In one of the first clinical trials combining immunotherapy and targeted therapy for patients with BRAF V600E–mutated colorectal cancer, researchers discovered that a combination regimen of dabrafenib, trametinib, and spartalizumab resulted in long-lasting responses. The study findings published by Tian et al in Nature Medicine suggested how targeted therapies in combination with immunotherapies may improve patient outcomes.
Background
BRAF mutations occur most commonly in melanoma but are also found in 10% of colorectal cancers. BRAF is a known component of the MAPK signaling pathway.
Several drugs have been developed to target components of this pathway. BRAF inhibitors have been highly effective for patients with melanoma, with a majority of them showing strong initial responses to these agents. But responses to BRAF inhibitors occur in less than 5% of patients with BRAF V600E–mutated colorectal cancer. Further, immunotherapy generally has been ineffective at treating colorectal cancers, excluding the 4% of tumors with microsatellite instability.
Study Methods and Results
“Immunotherapy and targeted therapy represent two of the biggest breakthroughs in cancer treatment in the last decade,” explained co-corresponding study author Ryan Corcoran, MD, PhD, Associate Professor of Medicine at Harvard Medical School and Director of the Massachusetts General Hospital Gastrointestinal Cancer Center program. “By combining these two approaches, we saw a dramatic increase in patients who responded to treatment and unprecedented durability, with 18% of patients staying in the trial for a year or more,” he emphasized.
Dr. Corcoran and his colleagues drew inspiration for the clinical trial from observations seen in preclinical models—the findings of which demonstrated that inhibitors targeting the MAPK pathway might enhance the immune system’s response. Based on these observations, the team investigated whether combining a therapy targeting BRAF could enhance the effectiveness of the immunotherapy.
In a proof-of-concept, single-arm phase II clinical trial, the researchers analyzed samples collected from 71 patients before and during an earlier clinical study in which patients received only BRAF-targeted therapy. Using single-cell RNA sequencing, the researchers looked for molecular changes that occurred as a result of the treatment. They then administered the BRAF inhibitor dabrafenib, the MEK inhibitor trametinib, and the PD-1 inhibitor spartalizumab to 37 patients with BRAF V600E–mutated colorectal cancer.
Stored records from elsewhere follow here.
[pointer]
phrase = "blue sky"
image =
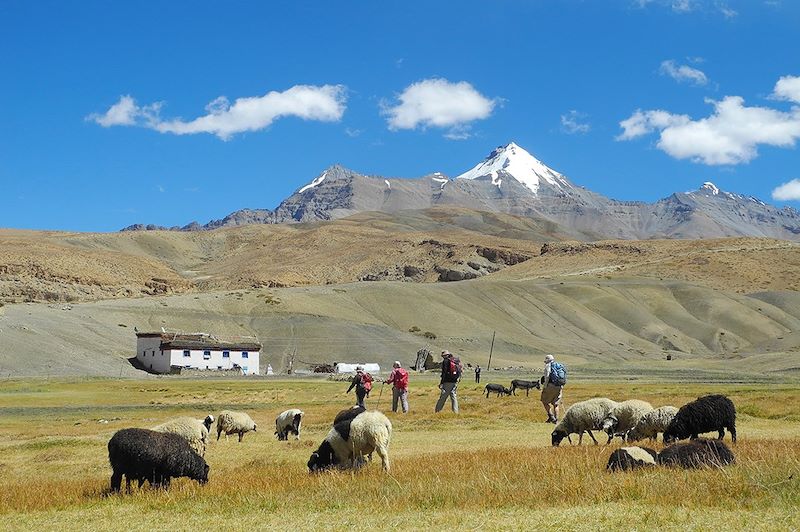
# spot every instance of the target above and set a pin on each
(167, 112)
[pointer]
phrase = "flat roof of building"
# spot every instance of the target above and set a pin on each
(200, 341)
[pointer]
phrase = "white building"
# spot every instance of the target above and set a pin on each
(159, 352)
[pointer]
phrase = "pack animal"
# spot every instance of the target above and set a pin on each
(499, 389)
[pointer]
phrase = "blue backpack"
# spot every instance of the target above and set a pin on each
(558, 374)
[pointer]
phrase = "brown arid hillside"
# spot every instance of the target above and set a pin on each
(416, 246)
(743, 265)
(369, 288)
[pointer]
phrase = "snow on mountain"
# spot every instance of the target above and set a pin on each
(711, 187)
(513, 161)
(314, 183)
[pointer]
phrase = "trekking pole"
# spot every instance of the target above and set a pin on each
(379, 396)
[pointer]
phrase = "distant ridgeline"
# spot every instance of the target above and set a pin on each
(511, 181)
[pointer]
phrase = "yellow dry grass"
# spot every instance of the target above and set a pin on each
(490, 467)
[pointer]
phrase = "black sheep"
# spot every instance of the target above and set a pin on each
(706, 414)
(499, 389)
(626, 458)
(524, 385)
(697, 453)
(348, 414)
(142, 454)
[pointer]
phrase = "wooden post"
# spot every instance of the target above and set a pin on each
(489, 365)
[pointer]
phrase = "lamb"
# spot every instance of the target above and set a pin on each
(696, 454)
(652, 423)
(288, 422)
(231, 422)
(142, 454)
(524, 385)
(624, 417)
(348, 414)
(585, 416)
(499, 389)
(705, 414)
(193, 430)
(626, 458)
(348, 441)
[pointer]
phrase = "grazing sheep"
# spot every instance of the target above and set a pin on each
(348, 414)
(652, 423)
(288, 422)
(348, 442)
(705, 414)
(585, 416)
(697, 453)
(142, 454)
(524, 385)
(231, 422)
(194, 431)
(499, 389)
(624, 416)
(626, 458)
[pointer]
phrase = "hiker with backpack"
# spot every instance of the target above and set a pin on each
(451, 374)
(553, 381)
(398, 378)
(363, 384)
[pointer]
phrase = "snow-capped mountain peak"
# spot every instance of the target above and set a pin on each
(517, 163)
(710, 187)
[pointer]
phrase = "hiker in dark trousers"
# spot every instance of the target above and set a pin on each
(451, 374)
(551, 392)
(398, 378)
(363, 384)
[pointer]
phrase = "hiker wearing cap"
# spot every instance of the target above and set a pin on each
(363, 384)
(398, 378)
(451, 374)
(553, 380)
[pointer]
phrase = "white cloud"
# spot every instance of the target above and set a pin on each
(324, 103)
(730, 135)
(439, 103)
(787, 88)
(682, 6)
(643, 122)
(574, 122)
(727, 12)
(787, 191)
(125, 113)
(682, 73)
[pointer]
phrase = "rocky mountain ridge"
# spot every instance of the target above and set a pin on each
(512, 181)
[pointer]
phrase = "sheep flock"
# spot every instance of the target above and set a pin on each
(176, 448)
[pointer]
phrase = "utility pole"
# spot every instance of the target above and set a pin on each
(490, 351)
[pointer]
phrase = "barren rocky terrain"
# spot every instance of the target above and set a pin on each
(370, 287)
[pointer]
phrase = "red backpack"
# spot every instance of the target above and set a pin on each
(366, 381)
(401, 381)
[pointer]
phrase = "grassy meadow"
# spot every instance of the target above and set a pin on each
(492, 466)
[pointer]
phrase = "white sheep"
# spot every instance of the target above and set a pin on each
(581, 417)
(652, 423)
(624, 416)
(349, 441)
(193, 430)
(231, 422)
(287, 422)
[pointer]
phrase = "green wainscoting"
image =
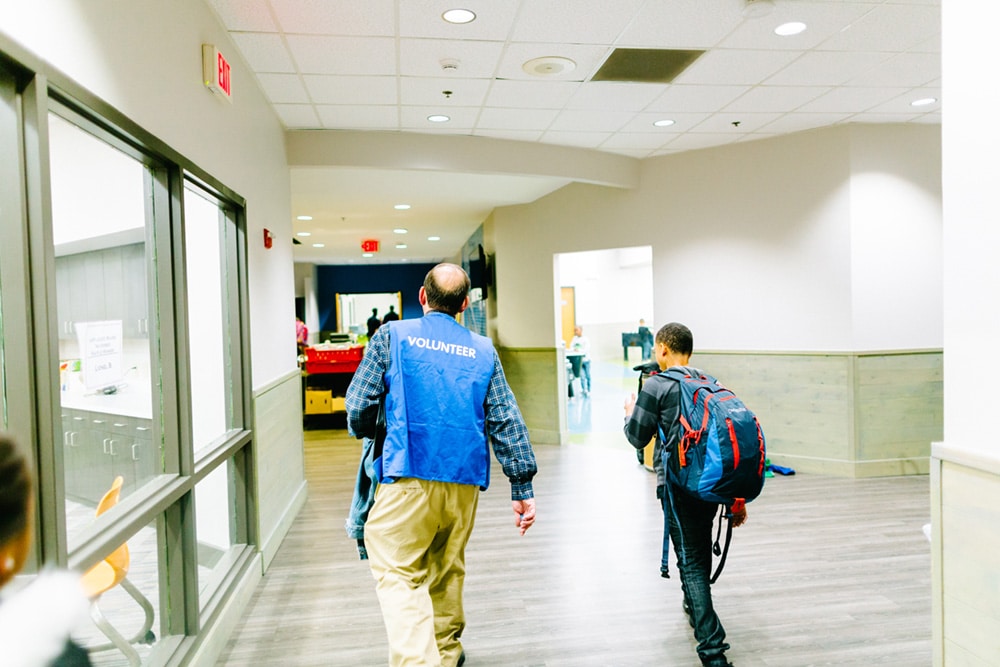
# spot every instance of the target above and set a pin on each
(538, 378)
(278, 458)
(852, 414)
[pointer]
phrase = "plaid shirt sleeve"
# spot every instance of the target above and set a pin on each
(509, 434)
(367, 386)
(657, 403)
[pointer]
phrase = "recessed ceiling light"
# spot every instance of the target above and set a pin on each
(459, 16)
(790, 28)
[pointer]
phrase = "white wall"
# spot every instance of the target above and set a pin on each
(144, 58)
(896, 237)
(752, 243)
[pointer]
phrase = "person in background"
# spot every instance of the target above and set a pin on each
(445, 397)
(581, 343)
(373, 323)
(646, 340)
(35, 622)
(391, 316)
(301, 334)
(657, 411)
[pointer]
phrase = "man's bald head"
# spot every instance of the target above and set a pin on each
(446, 287)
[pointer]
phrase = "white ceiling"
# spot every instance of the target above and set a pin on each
(375, 66)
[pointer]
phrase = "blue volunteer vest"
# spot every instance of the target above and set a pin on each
(438, 376)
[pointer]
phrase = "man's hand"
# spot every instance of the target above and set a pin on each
(740, 517)
(629, 405)
(524, 514)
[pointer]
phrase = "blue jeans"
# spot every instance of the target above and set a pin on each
(691, 531)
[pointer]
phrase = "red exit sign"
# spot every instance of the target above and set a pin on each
(217, 71)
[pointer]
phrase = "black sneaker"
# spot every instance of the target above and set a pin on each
(687, 611)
The study successfully met its primary endpoint and achieved a confirmed response rate of 24.3%, compared with a response rate of 7% in a prior trial where patients were treated with each of the same targeted therapies individually.
The researchers also reported improved outcomes in one of the trial’s secondary endpoints: durability. Previously, patients with BRAF V600E–mutated colorectal cancer have seen only a short-lived clinical benefit after treatment with BRAF or MEK inhibitors. But the combination therapy resulted in an increased durability of response, with a median progression-free survival of 5 months compared with 3.5 months with BRAF or MEK inhibitors alone. The researchers noted that 57% of the patients continued with the treatment for more than 6 months and 18% continued for more than 1 year.
Additionally, the researchers performed single-cell RNA sequencing on samples collected before and on day 15 of the combined treatment. For patients who had better clinical outcomes, they saw an increase in tumor cell–intrinsic immune programs and more complete MAPK inhibition.
Conclusions and Next Steps
The findings suggested that improving MAPK inhibition, possibly by focusing on other treatment targets in the pathway, may drive a greater immune response and improve treatment overall.
“Our findings suggest that there is tremendous potential for these two therapies to cooperate when given together,” underscored co-corresponding study author Nir Hacohen, PhD, Professor of Medicine at Harvard Medical School and Director of the Massachusetts General Hospital Center for Cancer Immunotherapy. “This merits further clinical investigation and preclinical experiments to determine the best targeted approach to increase immune reactivity against [BRAF-mutated] colorectal cancer.”
The researchers acknowledged that the implications of their research may go well beyond colorectal cancer.
“For almost every type of cancer, a large percentage of tumors will harbor mutations in the MAPK pathway,” stressed Dr. Corcoran. “Our work suggests that combining other treatments that target this pathway with an immunotherapy could lead to a cooperative, enhanced immune response that may improve outcomes for patients,” he concluded.
Additional clinical trials are underway to more fully understand the benefits of MAPK inhibition. The researchers hope to further evaluate optimized targeted and immune combinations in treating patients with colorectal cancer in future clinical trials.
Disclosure: The research in this study was supported by the National Institutes of Health (NIH)/National Cancer Institute (NCI) Gastrointestinal Cancer SPORE, the NIH/NCI Moonshot Drug Resistance and Sensitivity Network, and Stand Up to Cancer Colorectal Dream Team Translational Research; and made possible by research grants from the American Association for Cancer Research. Partial clinical trial funding was provided by Novartis. For full disclosures of the study authors, visit nature.com.